Python utility for validating IDS

These details have not been verified by PyPI

Project links

GitHub Statistics

Project description

TetraScience IDS Validator

Overview
Usage
Components
Changelog
- v1.0.0

Overview

Each validation check should lead to a pass or fail
Find as many failures as possible before terminating the validator, to make it easier to fix what’s wrong.
Take definitions into account by using the "jsonref" library

The validator will validate these files in an IDS folder:

schema.json
elasticsearch.json
athena.json (upcoming)

You can find the validation rules in:

Usage

pipenv run python -m ids_validator path/to/ids/folder

This will run the required checks for the @idsConventionVersion mentioned in schema.json.

If @idsConventionVersion is missing in schema.json or if it is not supported by schema_validator, only generic checks will be run.

Components

Node

Node: UserDict class is an abstraction for dict in schema.json
When crawling schema.json, each key-value pair where value is a dict, is casted into Node type.
For each K_V pair, Node has following attributes
- name (default=root): The key
- data: The value:dict
- path (default=root): The fully-qualified path for the key in schema.json
File: ids_node.py

Checker Classes

A checker class must implement AbstractChecker
When crawling schema.json, its run() method will be called for each node.
run() implements the rules/condition to be checked for validating the node.
run() accepts two arguments:
- node: Node: Node for which we are running the checks
- context: dict
  - It contains python dicts for schema.json, athena.json and convention_version.
  - It is used to supplementary data required for running complex checks.

Validator

Validator class is the one that implements the crawler.
It has following attributes:
- ids: dict: schema.json converted to python dict
- athena: dict: athena.json converted to python dict
- checks_list: A list of instantiated checker classes.

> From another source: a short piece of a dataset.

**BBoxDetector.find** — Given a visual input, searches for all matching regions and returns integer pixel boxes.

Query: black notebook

These list of checks will be run for each node
Validator.traverse_ids() crawls from Node to Node in ids:dict, Calling run() for each checker in the checks_list on the node

List of Checker Classes

Base Classes

AbstractChecker
- Every checker class must implement it.
- File: abstract_checker.py
RuleBasedChecker
- It is base class that allows validating Node against a set of rules
- It comes in handy for implementing checks for property Nodes that has predefined template
- The child class inheriting RulesBasedChecker must define rules
- rules is a dict that maps Node.path to set of rules:dict
- The set of rules for a Node.path may contain following keys:
  - type: str: defines what should be the type value for the Node
  - min_properties: list: defines minimum set of property names, that must exist for the Node. More properties can exist in addition to min_properties
  - properties: list: defines a set of property names that must must exactly match the property list of the Node
  - min_required: list: The required list of the Node must at least contain the values mentioned in min_required
  - required: list: The required list of the Node must only contain values listed in required
Rules based checkers defined for v1 conventions can be found here

Generic

AdditionalPropertyChecker: additional_property.py
RequiredPropertiesChecker: required_property.py
DatacubesChecker: datacubes.py
RootNodeChecker: root_node.py
TypeChecker: type_check.py
AthenaChecker: athena.py WorkInProgress

V1

V1ChildNameChecker: child_name.py
V1ConventionVersionChecker: convention_version_check.py
V1SystemNodeChecker: nodes_checker.py
V1SampleNodeChecker: nodes_checker.py
V1UserNodeChecker: nodes_checker.py
V1RootNodeChecker: root_node.py
V1SnakeCaseChecker: snake_case.py

Writing New Checks

Checkers must implement AbstractCheckers
run() method implement one or more checks for the node
In case of no failure an empty list must be returned
In case of failures, it must return a list of one or more tuple
The tuple will contain two values
- log message:str: The message to be logged when check fails
- criticality: either Log.CRITICAL or Log.WARNING

Extending Checkers Classes

Pattern 1

class ChildChecker(ParentChecker):
    def run(node: Node, context: dict):
        logs = []
        # Implement new checks and append failure to logs

        # Run Parent checkers and append logs
        logs += super().run(node, context)
        return logs

If check_list passed to Validator contains the ChildChecker, then it must not contain ParentChecker in the same list. Doing so will cause ParentCheck to run twice and populate failures logs if any, twice.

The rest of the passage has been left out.